Speaker rules that public accounts committee is subordinate to Constitutional court in fair hearing breach case filed by Keith Schembri

Keith Schembri
Keith Schembri

The Speaker of the House has ruled that the parliamentary public accounts committee will have to wait for a decision from the Constitutional Court as to whether Keith Schembri is right to request a suspension of his hearing.

Anglu Farrugia ruled on Tuesday evening that the PAC had to avoid the possibility of being found in breach of Schembri’s fair hearing rights.

He cited Erskine May in saying that a select committee hearing was subordinate to a court in matters of law.

Schembri filed the Constitutional case after the PAC refused to allow him to suspend his testimony, when MPs from the PAC requested a criminal investigation into alleged perjury emanating from his testimony, and from others.

The former chief of staff to Joseph Muscat claimed the PN MPs breached his right to a fair hearing, after they requested an investigation into perjury allegations. The investigation was requested into what the PN MPs claimed had been false testimony by Schembri, as well as former finance minister Edward Scicluna and former deputy Police Commissioner Silvio Valletta.

In their constitutional application, Schembri’s lawyers Edward Gatt and Mark Vassallo, argud their client’s right to a fair hearing was breached when Carabott, as PAC chairman, denied him a ruling from the Speaker to suspend the testimony pending the criminal investigation the MPs had requested.

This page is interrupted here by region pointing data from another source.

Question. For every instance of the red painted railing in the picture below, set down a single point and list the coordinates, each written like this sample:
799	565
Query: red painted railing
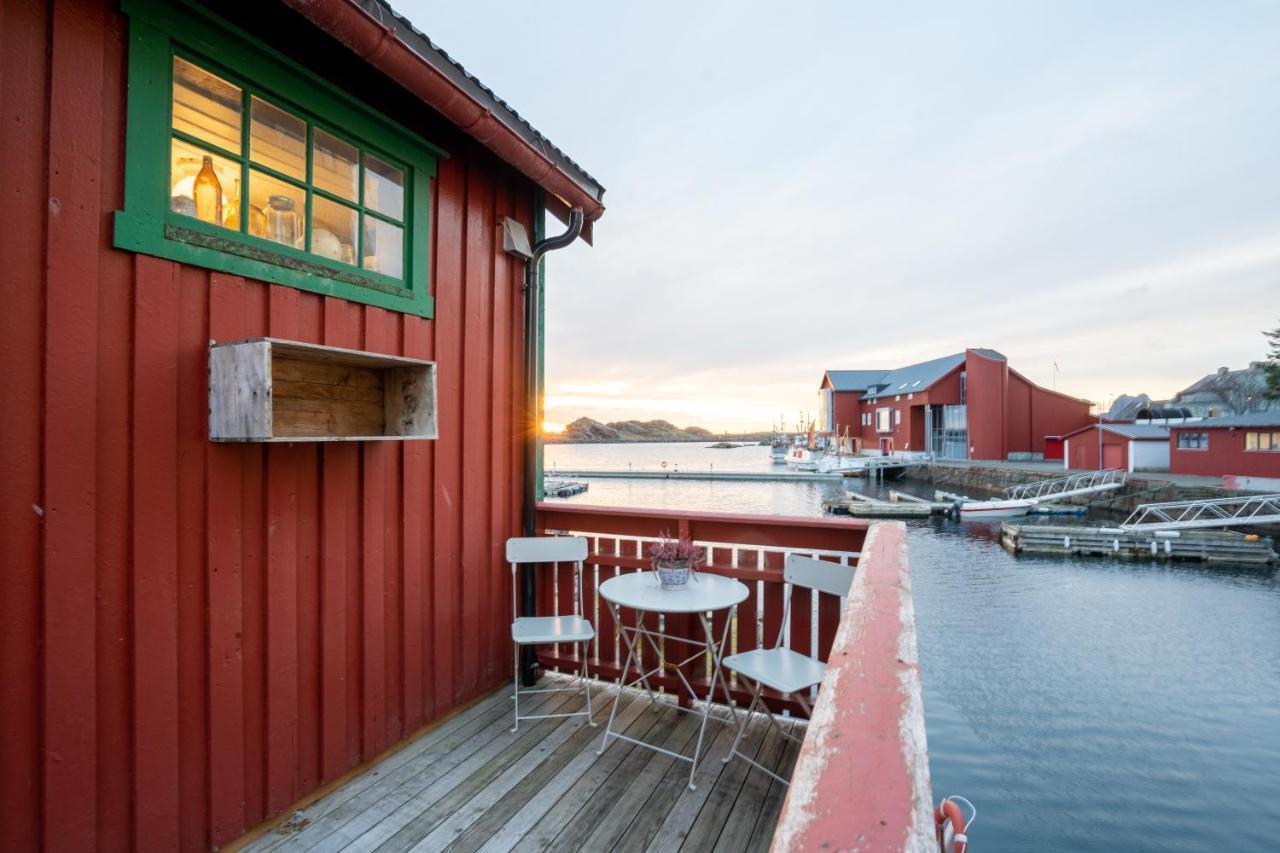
748	547
862	779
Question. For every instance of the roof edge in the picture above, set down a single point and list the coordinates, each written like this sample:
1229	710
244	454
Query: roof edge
446	87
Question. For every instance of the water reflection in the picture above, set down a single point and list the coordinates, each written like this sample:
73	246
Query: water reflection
1082	703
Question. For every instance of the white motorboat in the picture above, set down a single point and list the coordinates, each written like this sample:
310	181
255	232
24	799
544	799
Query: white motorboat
993	509
801	459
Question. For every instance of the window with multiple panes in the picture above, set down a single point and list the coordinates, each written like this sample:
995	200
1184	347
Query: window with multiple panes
242	162
1262	441
1192	441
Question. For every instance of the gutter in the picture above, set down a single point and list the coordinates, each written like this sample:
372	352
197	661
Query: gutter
533	397
444	86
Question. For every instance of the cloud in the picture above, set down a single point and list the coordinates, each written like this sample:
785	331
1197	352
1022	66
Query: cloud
868	186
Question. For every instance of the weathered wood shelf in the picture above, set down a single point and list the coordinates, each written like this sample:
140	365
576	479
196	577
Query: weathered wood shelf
266	389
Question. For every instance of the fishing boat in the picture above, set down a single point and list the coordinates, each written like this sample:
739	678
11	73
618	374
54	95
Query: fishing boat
778	445
801	459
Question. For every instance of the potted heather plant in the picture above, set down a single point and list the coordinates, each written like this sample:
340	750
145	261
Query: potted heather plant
675	560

Carabott said such a request could only be made by MPs, none of whom consented to Schembri’s request. Schembri then refused to answer any further questions, citing the constitutional challenge he was to file, leading Carabott to request a Speaker’s ruling to force Schembri to keep testifying.

In so doing, Schembri’s lawyers said, the MPs had abandoned their positions as members of an impartial committee in favour of making themselves complainants against a person who was testifying before them, by filing a premature criminal complaint before the testimony had even finished.

The particular circumstances of the incident had given rise to a “probably unprecedented” situation whereby a witness had been ordered to testify before the PAC in the Parliament building, administered the oath by the President of the PAC, replied to nearly four hours of questions put to him by three members of the same PAC, who had requested – in their own name - a police investigation into the witness, before he had finished testifying and above all, a witness who had been asking for the protection of the Speaker of the House, by asking the PAC President to refer his request for a suspension of testimony until the police investigations were complete.

“The respondents, in their privileged position of power, abused this position by themselves starting a criminal investigation into a witness who was still testifying before them and this without consulting with the rest of the Permanent Committee or putting this to a vote,” the lawyers said.

Schembri’s lawyers stressed that he had not invoked his right to silence to avoid self-incrimination, but had instead, answered four hours of questions. “Through their behaviour and with the political stunt they carried out, the defendants reduced an important institution to ridicule…and clearly showed that their interest was not so much the public spending they were supposedly scrutinising, but more that of scoring metaphorical political points.”

In his testimony before the PAC , Schembri had refuted Edward Scicluna’s claim that the plans for an LNG power station had been taken by a clique of insiders he had described as a “kitchen cabinet”, saying that Scicluna would have been involved in all major decisions in his role as Finance Minister.

Schembri told the PAC that Scicluna’s claim not to have been involved in the planning or decisions concerning the costings of the LNG plant, made no sense. He was involved, Schembri  had said, “naturally enough and perforce, together with the permanent secretary Alfred Camilleri. It was no kitchen Cabinet… it was the Cabinet.”